Absolutely! It is very important to make stereotypy go away, especially in younger people with autism. There are several reasons to eliminate stereotypy in people with autism. First, stereotypy interferes with skill acquisition. This means people who do a lot of stereotypy tend to make slower progress at school. People who engage in stereotypy often experience difficulties in the community and it is more challenging for them to interact with their peers. Another big reason to target stereotypy is that people who engage in a lot of stereotypy are at a much greater risk of developing other, more severe behaviors like self-injury and aggression. Stereotypy is also associated with higher levels of parenting stress and parents often rate stereotypy among the most difficult aspects of autism to deal with.

What are some ways to treat stereotypy?

There are several viable treatment procedures for stereotypy that have the support of scientific research. All of these interventions come from the field of Applied Behavior Analysis (ABA), and are considered evidence-based practices because their effects have been proven and reported in scientific studies. Generally speaking parents and clinicians should use only evidence-based practices when attempting to treat stereotypy and other maladaptive behaviors associated with autism. Additionally, these procedures are very technical in nature and require assessment and supervision from a skilled clinician, ideally a Board Certified Behavior Analyst (BCBA), in order to be properly carried out. These procedures are unlikely to work without the support of a skilled clinician.
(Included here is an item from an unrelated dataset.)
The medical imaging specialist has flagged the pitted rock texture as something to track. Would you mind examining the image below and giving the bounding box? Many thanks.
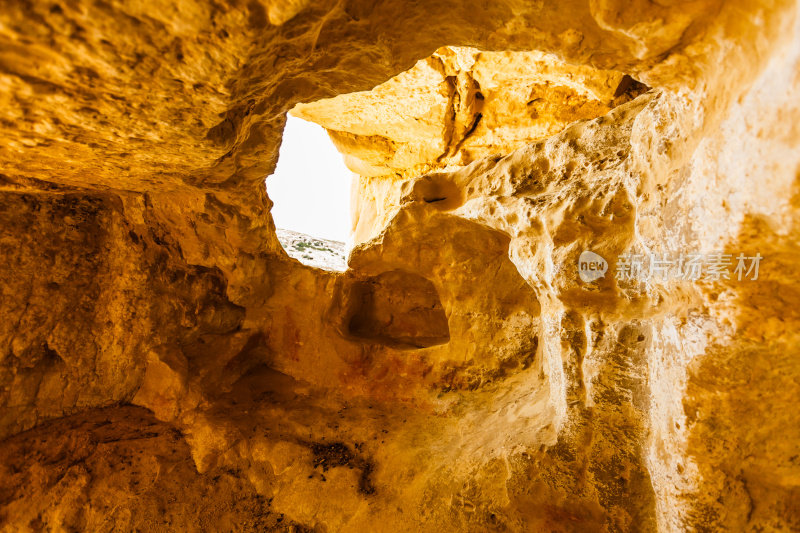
[0,0,800,532]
Here is a list of procedures along with a brief description of each:

Differential Reinforcement of Other behavior (DRO): With DRO the person receives a preferred item or activity (i.e., a reinforcer) for intervals of not engaging in stereotypy. Initially the interval is very short so the person can easily receive the reinforcer, but the duration of the interval is systematically expanded based on the person’s progress.

Sensory Extinction: With sensory extinction the person is prevented from receiving the sensory reinforcer that is maintaining the stereotypy. This may involve blocking the behavior from occurring.

Environmental Enrichment: This is a procedure that involves providing the person with some other form of stimulation so that they no longer need the stimulation they receive from doing the stereotypy.

Leisure Skills Training: Leisure skills training is a long-term solution for stereotypy. The idea is to teach the person to do some appropriate behaviors instead of doing the stereotypy. Remember stereotypy is usually happening because the person has no other way of entertaining himself or herself. So by teaching leisure skills the person learns a new way of entertaining himself or herself. Puzzles, peg boards, building blocks, coloring, lacing cards, mosaic designs, picture activity schedules and even computer and video games are great skills to start with.